Weverton Domingos de Medeiros - weverton.medeiros@ee.ufcg.edu.br
![](https://www.peoplesworld.org/wp-content/uploads/2017/08/taxisinnewyork960.jpg)

In this project is proposed the use all my Machine Learning techniques and data hadling skills. For this, it is necessary to apply pre-processing techniques and feature engineering in the dataset to have a good model performance and then submit for the competition.

# Dataset description

### Name: 
* New York City Taxi Fare Prediction

### File descriptions:
* train.csv - Input features and target fare_amount values for the training set (about 55M rows).
* test.csv - Input features for the test set (about 10K rows). Your goal is to predict fare_amount for each row.
* sample_submission.csv - a sample submission file in the correct format (columns key and fare_amount). This file 'predicts' fare_amount to be $11.35 for all rows, which is the mean fare_amount from the training set.

### Data Field
#### ID
* key - Unique string identifying each row in both the training and test sets. Comprised of pickup_datetime plus a unique integer, but this doesn't matter, it should just be used as a unique ID field. Required in your submission CSV. Not necessarily needed in the training set, but could be useful to simulate a 'submission file' while doing cross-validation within the training set.

#### Features
* pickup_datetime - timestamp value indicating when the taxi ride started.
* pickup_longitude - float for longitude coordinate of where the taxi ride started.
* pickup_latitude - float for latitude coordinate of where the taxi ride started.
* dropoff_longitude - float for longitude coordinate of where the taxi ride ended.
* dropoff_latitude - float for latitude coordinate of where the taxi ride ended.
* passenger_count - integer indicating the number of passengers in the taxi ride.

#### Target
* fare_amount - float dollar amount of the cost of the taxi ride. This value is only in the training set; this is what you are predicting in the test set and it is required in your submission CSV.
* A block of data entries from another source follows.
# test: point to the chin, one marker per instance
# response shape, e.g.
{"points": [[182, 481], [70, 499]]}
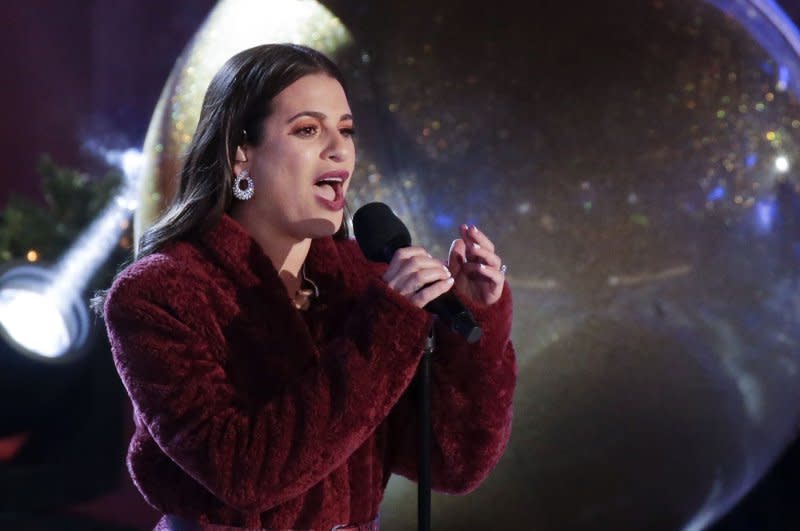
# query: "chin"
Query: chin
{"points": [[319, 227]]}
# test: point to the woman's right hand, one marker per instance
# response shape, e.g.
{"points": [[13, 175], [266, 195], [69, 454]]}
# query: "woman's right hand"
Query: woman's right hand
{"points": [[418, 276]]}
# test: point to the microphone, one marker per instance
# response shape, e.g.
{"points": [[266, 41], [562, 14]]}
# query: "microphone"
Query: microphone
{"points": [[380, 233]]}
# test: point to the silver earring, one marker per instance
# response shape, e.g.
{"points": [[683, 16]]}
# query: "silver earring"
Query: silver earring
{"points": [[243, 194]]}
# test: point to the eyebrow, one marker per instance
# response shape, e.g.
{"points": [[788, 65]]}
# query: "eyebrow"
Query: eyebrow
{"points": [[318, 115]]}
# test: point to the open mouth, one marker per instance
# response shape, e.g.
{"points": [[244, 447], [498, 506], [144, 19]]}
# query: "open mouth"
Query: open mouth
{"points": [[330, 189]]}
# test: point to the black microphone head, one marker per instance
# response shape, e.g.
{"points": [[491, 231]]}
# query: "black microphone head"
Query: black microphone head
{"points": [[379, 232]]}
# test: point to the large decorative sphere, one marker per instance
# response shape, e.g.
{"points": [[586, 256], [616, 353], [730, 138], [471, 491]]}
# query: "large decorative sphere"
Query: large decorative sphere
{"points": [[634, 162]]}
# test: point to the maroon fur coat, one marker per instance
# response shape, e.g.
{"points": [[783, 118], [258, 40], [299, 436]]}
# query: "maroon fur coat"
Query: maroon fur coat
{"points": [[252, 413]]}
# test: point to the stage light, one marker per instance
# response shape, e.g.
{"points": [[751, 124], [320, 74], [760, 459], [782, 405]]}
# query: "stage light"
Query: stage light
{"points": [[35, 323]]}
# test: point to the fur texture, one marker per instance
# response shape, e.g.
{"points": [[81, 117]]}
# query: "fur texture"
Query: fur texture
{"points": [[251, 413]]}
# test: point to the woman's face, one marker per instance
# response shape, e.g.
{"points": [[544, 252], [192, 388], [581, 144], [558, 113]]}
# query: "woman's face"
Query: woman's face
{"points": [[303, 165]]}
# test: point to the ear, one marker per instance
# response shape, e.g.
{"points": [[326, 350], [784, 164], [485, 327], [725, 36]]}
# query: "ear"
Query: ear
{"points": [[240, 160]]}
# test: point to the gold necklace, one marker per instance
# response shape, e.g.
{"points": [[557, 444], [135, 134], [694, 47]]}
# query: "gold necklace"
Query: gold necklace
{"points": [[303, 296]]}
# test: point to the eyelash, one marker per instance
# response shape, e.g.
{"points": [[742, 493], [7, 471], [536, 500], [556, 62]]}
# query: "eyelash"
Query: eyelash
{"points": [[309, 130]]}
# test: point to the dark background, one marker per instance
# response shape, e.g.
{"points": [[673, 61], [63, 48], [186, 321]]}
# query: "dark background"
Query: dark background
{"points": [[86, 71]]}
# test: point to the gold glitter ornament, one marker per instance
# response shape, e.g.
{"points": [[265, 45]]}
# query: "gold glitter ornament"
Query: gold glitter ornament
{"points": [[616, 153]]}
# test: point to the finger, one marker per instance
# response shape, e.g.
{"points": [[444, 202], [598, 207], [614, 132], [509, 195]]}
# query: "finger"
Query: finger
{"points": [[456, 256], [483, 256], [411, 266], [473, 234], [484, 272], [420, 279], [399, 259], [426, 295]]}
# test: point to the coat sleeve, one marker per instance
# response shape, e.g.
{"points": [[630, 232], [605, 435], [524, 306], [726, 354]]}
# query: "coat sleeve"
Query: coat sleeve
{"points": [[472, 387], [254, 458]]}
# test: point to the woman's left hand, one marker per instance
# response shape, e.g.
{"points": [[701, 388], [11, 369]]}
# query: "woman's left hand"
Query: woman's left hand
{"points": [[475, 267]]}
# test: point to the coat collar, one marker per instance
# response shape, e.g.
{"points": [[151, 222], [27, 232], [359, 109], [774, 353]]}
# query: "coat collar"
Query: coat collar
{"points": [[242, 258]]}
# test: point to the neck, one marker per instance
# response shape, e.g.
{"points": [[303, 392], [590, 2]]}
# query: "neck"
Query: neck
{"points": [[287, 254]]}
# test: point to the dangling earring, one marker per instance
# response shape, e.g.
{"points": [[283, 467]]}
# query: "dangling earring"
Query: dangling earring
{"points": [[245, 193]]}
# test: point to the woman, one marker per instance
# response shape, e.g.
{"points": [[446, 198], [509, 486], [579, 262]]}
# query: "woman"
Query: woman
{"points": [[267, 361]]}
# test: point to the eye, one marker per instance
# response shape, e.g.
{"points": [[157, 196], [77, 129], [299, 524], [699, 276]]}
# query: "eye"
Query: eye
{"points": [[306, 130]]}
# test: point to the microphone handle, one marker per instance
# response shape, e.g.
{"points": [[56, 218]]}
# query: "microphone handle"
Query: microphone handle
{"points": [[452, 312]]}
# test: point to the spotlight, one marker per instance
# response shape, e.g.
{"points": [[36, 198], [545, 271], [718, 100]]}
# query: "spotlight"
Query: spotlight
{"points": [[35, 323], [43, 346]]}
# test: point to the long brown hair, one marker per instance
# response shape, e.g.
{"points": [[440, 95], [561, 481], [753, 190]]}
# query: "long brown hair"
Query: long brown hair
{"points": [[238, 100], [236, 103]]}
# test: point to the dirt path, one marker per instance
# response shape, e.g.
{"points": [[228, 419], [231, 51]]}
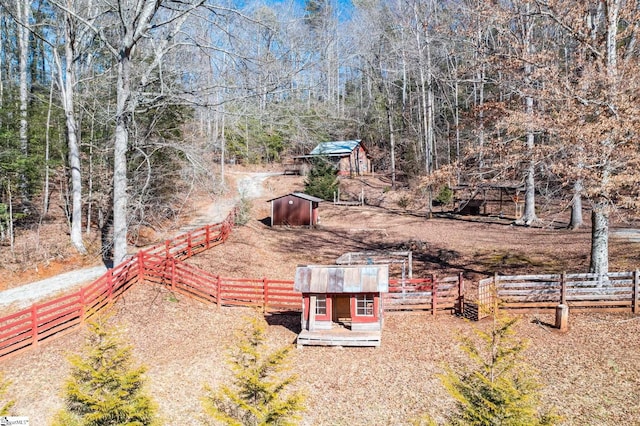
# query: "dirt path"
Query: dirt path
{"points": [[249, 185]]}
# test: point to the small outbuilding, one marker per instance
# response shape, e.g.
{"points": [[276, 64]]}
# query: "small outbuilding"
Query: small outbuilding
{"points": [[350, 157], [341, 304], [295, 209]]}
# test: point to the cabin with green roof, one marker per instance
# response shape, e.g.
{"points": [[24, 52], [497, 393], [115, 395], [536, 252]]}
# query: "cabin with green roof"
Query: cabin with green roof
{"points": [[349, 157]]}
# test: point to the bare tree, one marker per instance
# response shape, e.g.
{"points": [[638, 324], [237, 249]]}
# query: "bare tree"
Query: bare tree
{"points": [[600, 125]]}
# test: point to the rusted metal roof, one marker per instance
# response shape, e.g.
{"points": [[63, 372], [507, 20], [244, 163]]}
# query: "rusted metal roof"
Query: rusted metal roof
{"points": [[299, 195], [342, 279], [335, 148]]}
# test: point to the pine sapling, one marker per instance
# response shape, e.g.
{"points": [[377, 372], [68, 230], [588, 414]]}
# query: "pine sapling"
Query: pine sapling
{"points": [[257, 394], [500, 389], [104, 388]]}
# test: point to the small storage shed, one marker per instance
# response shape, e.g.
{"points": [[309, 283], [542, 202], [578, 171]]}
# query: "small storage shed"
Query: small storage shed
{"points": [[349, 157], [341, 305], [295, 209]]}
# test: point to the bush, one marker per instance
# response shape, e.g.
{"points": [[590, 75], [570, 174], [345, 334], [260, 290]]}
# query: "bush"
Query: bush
{"points": [[322, 180], [501, 389], [445, 196]]}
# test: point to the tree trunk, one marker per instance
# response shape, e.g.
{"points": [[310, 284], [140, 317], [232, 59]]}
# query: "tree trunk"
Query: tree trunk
{"points": [[392, 142], [24, 8], [68, 86], [121, 143], [599, 239], [576, 206]]}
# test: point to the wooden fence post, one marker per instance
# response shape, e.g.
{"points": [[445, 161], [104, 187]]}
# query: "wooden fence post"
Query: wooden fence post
{"points": [[110, 285], [636, 284], [173, 273], [460, 294], [141, 271], [83, 306], [434, 295], [265, 290], [34, 324], [218, 292]]}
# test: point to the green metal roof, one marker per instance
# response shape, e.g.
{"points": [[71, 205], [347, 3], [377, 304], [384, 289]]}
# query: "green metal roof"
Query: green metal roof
{"points": [[335, 148]]}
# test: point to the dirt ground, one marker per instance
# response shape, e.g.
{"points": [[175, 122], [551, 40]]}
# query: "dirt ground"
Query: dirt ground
{"points": [[589, 374]]}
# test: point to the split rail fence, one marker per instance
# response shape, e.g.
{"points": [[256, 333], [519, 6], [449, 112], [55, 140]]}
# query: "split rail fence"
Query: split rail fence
{"points": [[164, 265], [27, 328], [612, 292]]}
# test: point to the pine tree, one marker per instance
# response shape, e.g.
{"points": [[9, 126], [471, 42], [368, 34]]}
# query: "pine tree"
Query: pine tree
{"points": [[322, 180], [501, 389], [104, 388], [5, 405], [257, 394]]}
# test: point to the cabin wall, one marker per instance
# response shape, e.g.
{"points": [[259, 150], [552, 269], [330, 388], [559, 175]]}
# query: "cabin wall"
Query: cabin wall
{"points": [[292, 211], [358, 322]]}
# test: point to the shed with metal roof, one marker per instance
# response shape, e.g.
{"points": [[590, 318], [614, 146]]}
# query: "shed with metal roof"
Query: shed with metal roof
{"points": [[350, 157], [294, 209]]}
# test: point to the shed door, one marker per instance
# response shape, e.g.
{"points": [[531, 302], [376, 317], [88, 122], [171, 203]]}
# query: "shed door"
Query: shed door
{"points": [[342, 308]]}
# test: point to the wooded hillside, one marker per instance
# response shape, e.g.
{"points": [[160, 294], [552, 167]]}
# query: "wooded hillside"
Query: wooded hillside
{"points": [[122, 109]]}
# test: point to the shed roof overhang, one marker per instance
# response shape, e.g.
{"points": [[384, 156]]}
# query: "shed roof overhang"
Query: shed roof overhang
{"points": [[342, 279], [299, 195]]}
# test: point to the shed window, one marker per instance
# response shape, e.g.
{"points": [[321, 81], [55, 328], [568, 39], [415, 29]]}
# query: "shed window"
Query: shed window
{"points": [[364, 305], [321, 305]]}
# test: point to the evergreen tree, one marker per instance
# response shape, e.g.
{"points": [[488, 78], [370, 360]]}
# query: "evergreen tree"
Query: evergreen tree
{"points": [[322, 180], [5, 405], [104, 388], [256, 395], [501, 389]]}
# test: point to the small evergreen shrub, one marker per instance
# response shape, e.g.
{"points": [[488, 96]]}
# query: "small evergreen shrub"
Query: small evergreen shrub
{"points": [[243, 211], [445, 196], [104, 388], [322, 180], [257, 394], [501, 389]]}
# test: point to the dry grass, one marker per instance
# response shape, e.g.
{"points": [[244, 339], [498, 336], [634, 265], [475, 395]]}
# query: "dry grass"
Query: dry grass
{"points": [[589, 374]]}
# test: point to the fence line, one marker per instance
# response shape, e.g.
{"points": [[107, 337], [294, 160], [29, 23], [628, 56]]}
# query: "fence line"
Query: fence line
{"points": [[163, 264], [27, 328], [615, 291]]}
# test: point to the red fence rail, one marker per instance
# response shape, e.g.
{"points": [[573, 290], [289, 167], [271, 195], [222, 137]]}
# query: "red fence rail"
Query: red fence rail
{"points": [[59, 316]]}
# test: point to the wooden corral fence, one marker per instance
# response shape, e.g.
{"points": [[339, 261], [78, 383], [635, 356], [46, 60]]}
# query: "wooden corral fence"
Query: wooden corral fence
{"points": [[59, 316], [434, 294], [27, 328], [615, 291]]}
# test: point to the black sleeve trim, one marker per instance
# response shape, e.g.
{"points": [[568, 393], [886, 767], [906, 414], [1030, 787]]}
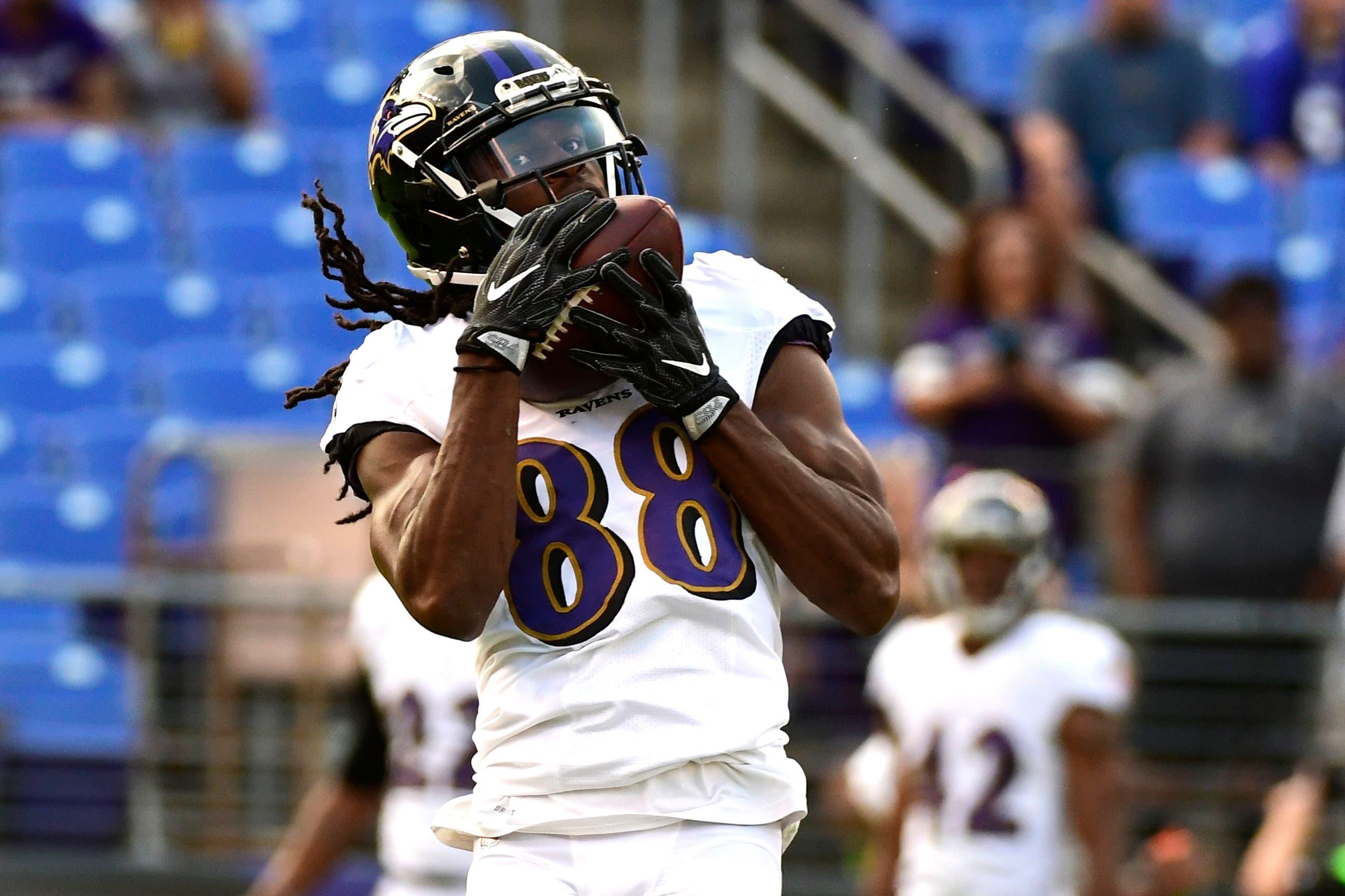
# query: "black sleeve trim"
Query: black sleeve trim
{"points": [[800, 331], [365, 763], [346, 446]]}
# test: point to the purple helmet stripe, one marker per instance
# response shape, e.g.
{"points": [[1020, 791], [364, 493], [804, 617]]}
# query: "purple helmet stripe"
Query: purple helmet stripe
{"points": [[533, 60], [497, 62]]}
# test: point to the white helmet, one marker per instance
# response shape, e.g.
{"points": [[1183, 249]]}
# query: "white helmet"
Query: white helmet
{"points": [[991, 509]]}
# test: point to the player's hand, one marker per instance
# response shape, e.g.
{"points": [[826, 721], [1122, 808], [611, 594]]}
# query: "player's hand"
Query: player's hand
{"points": [[531, 280], [668, 361]]}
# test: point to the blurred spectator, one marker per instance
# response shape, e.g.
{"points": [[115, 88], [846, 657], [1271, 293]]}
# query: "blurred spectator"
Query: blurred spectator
{"points": [[1009, 378], [54, 66], [1296, 90], [1129, 87], [186, 62], [1226, 484]]}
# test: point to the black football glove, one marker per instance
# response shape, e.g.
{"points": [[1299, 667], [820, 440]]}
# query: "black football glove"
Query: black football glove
{"points": [[531, 280], [668, 361]]}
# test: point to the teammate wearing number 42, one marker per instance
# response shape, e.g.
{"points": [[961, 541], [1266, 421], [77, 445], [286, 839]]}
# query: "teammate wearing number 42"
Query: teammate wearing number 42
{"points": [[1007, 716], [611, 498]]}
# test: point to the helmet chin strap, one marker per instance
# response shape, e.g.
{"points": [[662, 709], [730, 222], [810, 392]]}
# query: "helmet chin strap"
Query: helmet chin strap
{"points": [[435, 277]]}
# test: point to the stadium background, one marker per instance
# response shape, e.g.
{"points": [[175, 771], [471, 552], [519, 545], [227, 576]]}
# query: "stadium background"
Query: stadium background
{"points": [[171, 586]]}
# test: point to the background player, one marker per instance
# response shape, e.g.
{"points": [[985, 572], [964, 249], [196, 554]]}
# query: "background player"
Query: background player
{"points": [[620, 569], [412, 751], [1007, 716]]}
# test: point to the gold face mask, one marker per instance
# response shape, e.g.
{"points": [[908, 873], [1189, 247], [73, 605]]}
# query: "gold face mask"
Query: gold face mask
{"points": [[182, 35]]}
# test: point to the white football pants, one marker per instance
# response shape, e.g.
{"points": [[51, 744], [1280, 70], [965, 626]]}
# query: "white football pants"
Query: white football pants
{"points": [[684, 859]]}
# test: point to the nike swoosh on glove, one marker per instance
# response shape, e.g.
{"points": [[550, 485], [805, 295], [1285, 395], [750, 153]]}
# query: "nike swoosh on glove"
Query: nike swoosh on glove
{"points": [[531, 280], [668, 361]]}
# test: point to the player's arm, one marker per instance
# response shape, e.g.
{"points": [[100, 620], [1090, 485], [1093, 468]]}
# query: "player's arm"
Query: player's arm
{"points": [[1293, 813], [334, 815], [811, 491], [799, 475], [443, 523], [1091, 742]]}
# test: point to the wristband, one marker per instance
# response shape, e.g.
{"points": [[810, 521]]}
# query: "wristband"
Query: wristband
{"points": [[705, 418]]}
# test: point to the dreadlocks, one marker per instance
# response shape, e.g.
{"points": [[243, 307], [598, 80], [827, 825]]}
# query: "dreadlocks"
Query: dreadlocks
{"points": [[345, 264]]}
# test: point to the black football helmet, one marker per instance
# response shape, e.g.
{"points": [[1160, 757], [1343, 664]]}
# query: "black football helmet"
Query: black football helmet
{"points": [[474, 117]]}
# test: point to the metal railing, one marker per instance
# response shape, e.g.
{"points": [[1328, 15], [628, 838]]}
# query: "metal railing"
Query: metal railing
{"points": [[864, 156]]}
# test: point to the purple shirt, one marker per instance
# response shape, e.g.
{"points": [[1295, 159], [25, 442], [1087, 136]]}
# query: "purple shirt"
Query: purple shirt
{"points": [[46, 65], [1296, 99], [1011, 433]]}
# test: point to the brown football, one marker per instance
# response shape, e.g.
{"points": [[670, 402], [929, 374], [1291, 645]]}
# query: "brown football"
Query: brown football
{"points": [[640, 224]]}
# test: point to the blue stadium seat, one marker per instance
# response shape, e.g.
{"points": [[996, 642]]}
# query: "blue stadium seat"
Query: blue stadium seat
{"points": [[292, 309], [342, 94], [67, 698], [1313, 272], [215, 382], [88, 160], [254, 236], [69, 234], [35, 617], [1166, 203], [53, 379], [711, 234], [1323, 201], [222, 161], [35, 304], [991, 57], [865, 389], [926, 18], [287, 26], [22, 441], [1230, 252], [658, 175], [144, 307], [73, 525], [406, 29]]}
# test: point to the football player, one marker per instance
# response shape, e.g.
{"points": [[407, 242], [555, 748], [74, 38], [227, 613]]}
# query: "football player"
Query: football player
{"points": [[412, 751], [1007, 716], [615, 542]]}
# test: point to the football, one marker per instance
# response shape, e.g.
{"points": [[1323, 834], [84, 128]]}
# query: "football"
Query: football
{"points": [[640, 224]]}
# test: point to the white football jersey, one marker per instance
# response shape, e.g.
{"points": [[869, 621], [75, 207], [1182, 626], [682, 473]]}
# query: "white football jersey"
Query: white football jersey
{"points": [[985, 731], [630, 676], [426, 691]]}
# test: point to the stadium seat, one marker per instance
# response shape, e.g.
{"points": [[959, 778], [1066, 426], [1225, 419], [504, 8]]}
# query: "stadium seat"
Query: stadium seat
{"points": [[219, 382], [991, 54], [143, 307], [404, 30], [341, 94], [73, 525], [69, 234], [37, 617], [1166, 203], [54, 379], [294, 309], [1321, 199], [865, 389], [67, 698], [253, 236], [711, 234], [224, 161], [658, 175], [288, 26], [1230, 252], [21, 444], [88, 160]]}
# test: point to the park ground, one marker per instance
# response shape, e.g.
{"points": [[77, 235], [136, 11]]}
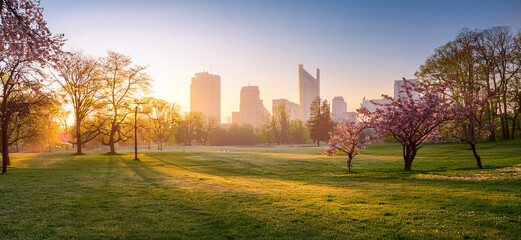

#### Support - This analysis was made with support on the next notebook: https://www.kaggle.com/breemen/nyc-taxi-fare-data-exploration

In [None]:
import os
for dirname, _, filenames in os.walk('/kaggle/input'):
    for filename in filenames:
        print(os.path.join(dirname, filename))

Libraries applied to the development of the EDA, preprocessing and model evaluation.

In [None]:
import numpy as np
import pandas as pd
import seaborn as sns
import matplotlib.pyplot as plt
# from matplotlib.gridspec import GridSpec
from sklearn.model_selection import train_test_split
# from sklearn.compose import ColumnTransformer
# from sklearn.pipeline import Pipeline
# from sklearn.impute import SimpleImputer
# from sklearn.preprocessing import OneHotEncoder
# from sklearn.ensemble import RandomForestRegressor
# from sklearn.ensemble import RandomForestClassifier
# from sklearn.ensemble import GradientBoostingClassifier
# from sklearn.model_selection import cross_val_score
# import matplotlib.pyplot as plt
import lightgbm as lgbm
from sklearn import metrics
# from sklearn.metrics import mean_absolute_error
from sklearn.metrics import mean_squared_error
import category_encoders as ce
# import plotly.express as px
import itertools
# import time
import math
import datetime

Functions developed for the project in order to facilitate the feature engineering and pre-processing process.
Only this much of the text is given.